Remediation: Alert Storm, Caused by Flapping Health Checks, Fix Is Probe Tuning¶
Immediate Fix (Kubernetes Ops — Domain C)¶
The fix is in the Kubernetes probe configuration and DNS settings.
Step 1: Increase the probe timeout (immediate relief)¶
$ kubectl patch deployment catalog-service -n prod --type=json \
-p='[
{"op":"replace","path":"/spec/template/spec/containers/0/livenessProbe/timeoutSeconds","value":5},
{"op":"replace","path":"/spec/template/spec/containers/0/readinessProbe/timeoutSeconds","value":5}
]'
deployment.apps/catalog-service patched
Step 2: Fix the DNS configuration¶
# Remove the extra search domains and reduce ndots
$ kubectl patch deployment catalog-service -n prod --type=json \
-p='[
{"op":"replace","path":"/spec/template/spec/dnsConfig","value":{
"options":[{"name":"ndots","value":"2"}]
}}
]'
Step 3: Fix the health check to not depend on external services¶
The liveness probe should check the process health, not dependency health. Move dependency checks to the readiness probe only:
# Correct probe design
livenessProbe:
httpGet:
path: /healthz # Simple "am I alive" check
port: 8080
timeoutSeconds: 3
periodSeconds: 15
failureThreshold: 5
readinessProbe:
httpGet:
path: /ready # Dependency check (database, cache, etc.)
port: 8080
timeoutSeconds: 5
periodSeconds: 10
failureThreshold: 3
Verification¶
Domain A (Observability) — Alert storm resolved¶
# Check active alerts
$ curl -s http://alertmanager.monitoring:9093/api/v2/alerts | jq '[.[] | select(.labels.alertname=="KubePodNotReady")] | length'
0
# Check pod restart count (should stabilize)

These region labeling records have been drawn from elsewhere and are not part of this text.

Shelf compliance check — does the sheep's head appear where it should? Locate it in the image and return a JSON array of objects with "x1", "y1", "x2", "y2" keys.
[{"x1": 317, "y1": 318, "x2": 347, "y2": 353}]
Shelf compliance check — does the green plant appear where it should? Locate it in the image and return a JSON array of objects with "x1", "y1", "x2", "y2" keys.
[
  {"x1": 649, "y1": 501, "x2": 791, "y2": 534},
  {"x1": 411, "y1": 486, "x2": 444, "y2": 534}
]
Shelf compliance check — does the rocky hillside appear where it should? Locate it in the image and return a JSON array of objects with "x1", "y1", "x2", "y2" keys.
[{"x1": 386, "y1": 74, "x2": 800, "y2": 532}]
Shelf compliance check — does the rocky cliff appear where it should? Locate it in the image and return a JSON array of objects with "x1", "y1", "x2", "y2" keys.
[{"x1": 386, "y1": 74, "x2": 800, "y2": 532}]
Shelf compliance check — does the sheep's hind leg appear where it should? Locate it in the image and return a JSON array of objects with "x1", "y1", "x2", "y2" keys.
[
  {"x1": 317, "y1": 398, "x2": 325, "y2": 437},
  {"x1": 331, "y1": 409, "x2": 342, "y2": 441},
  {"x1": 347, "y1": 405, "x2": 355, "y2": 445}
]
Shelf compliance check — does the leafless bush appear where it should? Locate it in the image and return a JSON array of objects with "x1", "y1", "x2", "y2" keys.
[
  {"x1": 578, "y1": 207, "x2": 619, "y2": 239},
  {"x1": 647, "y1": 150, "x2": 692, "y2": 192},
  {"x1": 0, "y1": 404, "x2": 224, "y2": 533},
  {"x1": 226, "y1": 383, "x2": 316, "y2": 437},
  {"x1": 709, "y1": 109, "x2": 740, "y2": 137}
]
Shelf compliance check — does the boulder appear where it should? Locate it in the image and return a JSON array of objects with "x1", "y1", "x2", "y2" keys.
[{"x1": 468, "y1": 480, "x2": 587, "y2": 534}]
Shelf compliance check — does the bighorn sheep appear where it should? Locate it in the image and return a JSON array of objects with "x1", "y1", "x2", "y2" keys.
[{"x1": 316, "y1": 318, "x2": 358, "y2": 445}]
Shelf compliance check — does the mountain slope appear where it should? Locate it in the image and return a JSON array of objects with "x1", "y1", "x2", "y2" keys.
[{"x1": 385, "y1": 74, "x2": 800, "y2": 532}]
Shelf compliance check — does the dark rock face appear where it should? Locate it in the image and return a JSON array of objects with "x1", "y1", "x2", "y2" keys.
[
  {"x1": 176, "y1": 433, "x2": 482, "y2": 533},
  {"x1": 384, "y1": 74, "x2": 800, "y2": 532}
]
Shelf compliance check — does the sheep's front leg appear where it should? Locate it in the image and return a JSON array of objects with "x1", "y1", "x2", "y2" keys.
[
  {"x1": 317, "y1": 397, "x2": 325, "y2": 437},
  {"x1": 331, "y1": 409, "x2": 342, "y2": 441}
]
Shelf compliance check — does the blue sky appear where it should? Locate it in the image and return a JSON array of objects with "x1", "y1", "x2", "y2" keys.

$ kubectl get pods -n prod -l app=catalog-service
NAME READY STATUS RESTARTS AGE
catalog-service-8d7e6f5a4-j9k8l 1/1 Running 0 5m
catalog-service-8d7e6f5a4-m2n1o 1/1 Running 0 5m
catalog-service-8d7e6f5a4-p4q3r 1/1 Running 0 5m
Domain B (Networking) — DNS latency reduced¶
$ kubectl exec catalog-service-8d7e6f5a4-j9k8l -n prod -- \
curl -s -w "dns: %{time_namelookup}, total: %{time_total}\n" \
-o /dev/null http://catalog-search.prod:9200/_cluster/health
dns: 0.004, total: 0.052
DNS resolution back to 4ms.
Domain C (Kubernetes) — Probes configured correctly¶
$ kubectl get deployment catalog-service -n prod -o jsonpath='{.spec.template.spec.containers[0].livenessProbe}' | jq .
{
"httpGet": {"path": "/healthz", "port": 8080},
"timeoutSeconds": 3,
"periodSeconds": 15,
"failureThreshold": 5
}
Prevention¶
- Monitoring: Add a probe failure rate alert that fires before the pod reaches the failure threshold. Alert on
kube_pod_container_status_restarts_totalrate increase.
- alert: PodRestartRate
expr: rate(kube_pod_container_status_restarts_total[5m]) > 0
for: 5m
labels:
severity: warning
-
Runbook: Liveness probes must never check external dependencies — they should only verify the process is alive. Dependency health belongs in readiness probes. All probes must have a timeout of at least 3 seconds.
-
Architecture: DNS configuration changes must be tested against all services' probe response times before deployment. Use FQDN with trailing dots in health checks to bypass search domain expansion.